Marcus talks about Simon Shaw, who was Chief Constable of North Wales. He had put a lot of money into arresting Marcus ‘over and over’. Marcus relapsed at TAPE [a Community Music & Film organisation] in 2011, and was back in prison a year later. He was still on the merry-go-round of addiction, since he hadn’t done the proper head work for recovery.
On arriving at the prison, Marcus was put in a hospital bed. He was so relieved to be there. One of the prison officers had heard about some of Marcus’s work at TAPE and got him a job doing the prison radio. Marcus loved it. He then did some filming and editing for the prison officer. He was now having the time of his life in prison. Marcus knew what he was doing was saving his life. He said to himself if this could happen to him, it could do a lot for other people. He started to spend a good deal of time planning what he could do to help others.
Tony Ormond and Ade the Blade made Marcus a case study for the Area Planning Board APB, but had to give him a code name, ‘Little Brother’, because the Board would never have funded him for a rehab place if they knew who he was. He wasn’t a safe bet. Tony and Ade asked Marcus to just go to the library from time to time and write down what had been happening to him and how he had been feeling. They were making the case that if this man was not funded, he was going to die. Marcus was eventually funded and went for a clinical detox and then to Open Minds rehab in Wrexham where he spent six months.

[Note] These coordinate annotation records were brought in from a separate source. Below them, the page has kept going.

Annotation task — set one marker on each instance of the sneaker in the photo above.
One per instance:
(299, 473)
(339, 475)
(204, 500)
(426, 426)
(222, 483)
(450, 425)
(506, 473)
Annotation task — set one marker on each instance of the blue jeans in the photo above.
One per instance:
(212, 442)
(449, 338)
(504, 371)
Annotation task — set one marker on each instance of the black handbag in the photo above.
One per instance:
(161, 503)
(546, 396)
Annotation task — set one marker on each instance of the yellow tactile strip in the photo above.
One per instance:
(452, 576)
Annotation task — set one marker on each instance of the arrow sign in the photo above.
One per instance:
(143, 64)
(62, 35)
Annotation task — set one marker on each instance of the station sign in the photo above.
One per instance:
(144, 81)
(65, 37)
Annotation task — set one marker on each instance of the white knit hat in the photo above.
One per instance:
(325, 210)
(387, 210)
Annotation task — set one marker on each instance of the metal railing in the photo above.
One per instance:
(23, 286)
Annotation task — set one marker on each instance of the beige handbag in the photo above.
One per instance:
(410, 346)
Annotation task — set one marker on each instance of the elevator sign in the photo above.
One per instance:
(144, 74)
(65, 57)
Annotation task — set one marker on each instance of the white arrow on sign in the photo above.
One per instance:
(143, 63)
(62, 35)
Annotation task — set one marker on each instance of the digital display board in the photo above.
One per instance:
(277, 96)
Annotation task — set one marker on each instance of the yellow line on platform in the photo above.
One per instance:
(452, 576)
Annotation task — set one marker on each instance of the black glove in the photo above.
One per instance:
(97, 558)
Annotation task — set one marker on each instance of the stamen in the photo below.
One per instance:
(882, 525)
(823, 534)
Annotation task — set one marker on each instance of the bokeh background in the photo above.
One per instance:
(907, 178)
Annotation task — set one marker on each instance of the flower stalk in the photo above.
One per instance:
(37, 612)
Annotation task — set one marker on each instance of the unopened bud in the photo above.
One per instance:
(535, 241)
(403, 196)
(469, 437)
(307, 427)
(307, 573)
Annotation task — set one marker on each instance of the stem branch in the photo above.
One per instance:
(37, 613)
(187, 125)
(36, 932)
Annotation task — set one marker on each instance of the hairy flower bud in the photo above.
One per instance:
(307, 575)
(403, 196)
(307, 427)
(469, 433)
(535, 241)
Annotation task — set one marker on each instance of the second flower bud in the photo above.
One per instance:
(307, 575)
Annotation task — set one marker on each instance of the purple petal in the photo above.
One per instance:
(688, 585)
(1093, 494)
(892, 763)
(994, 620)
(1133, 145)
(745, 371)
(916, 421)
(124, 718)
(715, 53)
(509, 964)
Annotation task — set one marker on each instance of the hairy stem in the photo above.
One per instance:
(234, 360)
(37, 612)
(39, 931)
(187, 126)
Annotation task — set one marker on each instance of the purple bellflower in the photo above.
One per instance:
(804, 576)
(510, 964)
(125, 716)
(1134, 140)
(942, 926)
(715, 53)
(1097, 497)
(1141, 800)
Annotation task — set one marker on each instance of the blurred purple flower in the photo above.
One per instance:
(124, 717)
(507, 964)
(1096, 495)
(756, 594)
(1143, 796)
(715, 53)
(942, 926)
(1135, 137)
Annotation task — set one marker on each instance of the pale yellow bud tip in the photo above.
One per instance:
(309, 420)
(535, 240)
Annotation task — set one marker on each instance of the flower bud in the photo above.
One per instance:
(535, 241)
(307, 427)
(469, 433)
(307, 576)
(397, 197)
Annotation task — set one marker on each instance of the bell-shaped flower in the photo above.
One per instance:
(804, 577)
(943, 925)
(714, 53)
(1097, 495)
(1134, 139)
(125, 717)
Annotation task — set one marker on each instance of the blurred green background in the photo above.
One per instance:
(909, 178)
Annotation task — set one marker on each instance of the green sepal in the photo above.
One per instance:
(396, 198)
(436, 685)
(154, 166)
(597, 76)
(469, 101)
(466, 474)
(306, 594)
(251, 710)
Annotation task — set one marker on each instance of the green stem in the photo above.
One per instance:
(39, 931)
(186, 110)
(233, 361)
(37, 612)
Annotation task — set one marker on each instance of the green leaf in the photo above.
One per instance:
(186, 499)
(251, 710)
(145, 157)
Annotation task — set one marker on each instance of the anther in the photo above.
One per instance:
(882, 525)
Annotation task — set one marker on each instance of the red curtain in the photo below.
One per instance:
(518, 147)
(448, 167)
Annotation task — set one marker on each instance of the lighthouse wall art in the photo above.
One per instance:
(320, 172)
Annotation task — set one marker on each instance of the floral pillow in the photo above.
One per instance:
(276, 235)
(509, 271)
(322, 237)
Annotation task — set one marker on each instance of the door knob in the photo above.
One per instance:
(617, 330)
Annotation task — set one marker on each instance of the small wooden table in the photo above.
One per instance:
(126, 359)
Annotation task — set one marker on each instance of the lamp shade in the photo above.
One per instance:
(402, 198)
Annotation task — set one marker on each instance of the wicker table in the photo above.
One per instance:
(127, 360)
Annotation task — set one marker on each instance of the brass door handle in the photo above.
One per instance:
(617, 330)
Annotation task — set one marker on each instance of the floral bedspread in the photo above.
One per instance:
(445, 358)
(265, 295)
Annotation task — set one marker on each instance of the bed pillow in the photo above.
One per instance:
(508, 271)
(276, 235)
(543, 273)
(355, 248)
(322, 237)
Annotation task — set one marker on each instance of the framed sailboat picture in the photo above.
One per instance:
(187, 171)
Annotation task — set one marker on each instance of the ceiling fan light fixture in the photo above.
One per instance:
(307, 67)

When he left Open Minds, Marcus went to a sober house—‘it wasn’t very sober, there were people dying in there.’ He emphasises that the toughest thing for people in the early stages of recovery is not getting appropriate housing. NACRO (National Association for the Care and Resettlement of Offenders) then provided Marcus with accommodation, but it was a ‘shit-hole’. He was grateful for it. The voluntary organisation AVOW and then Champions House in Wrexham gave him access to a room during the day—‘it was so important for me to get up and go somewhere.’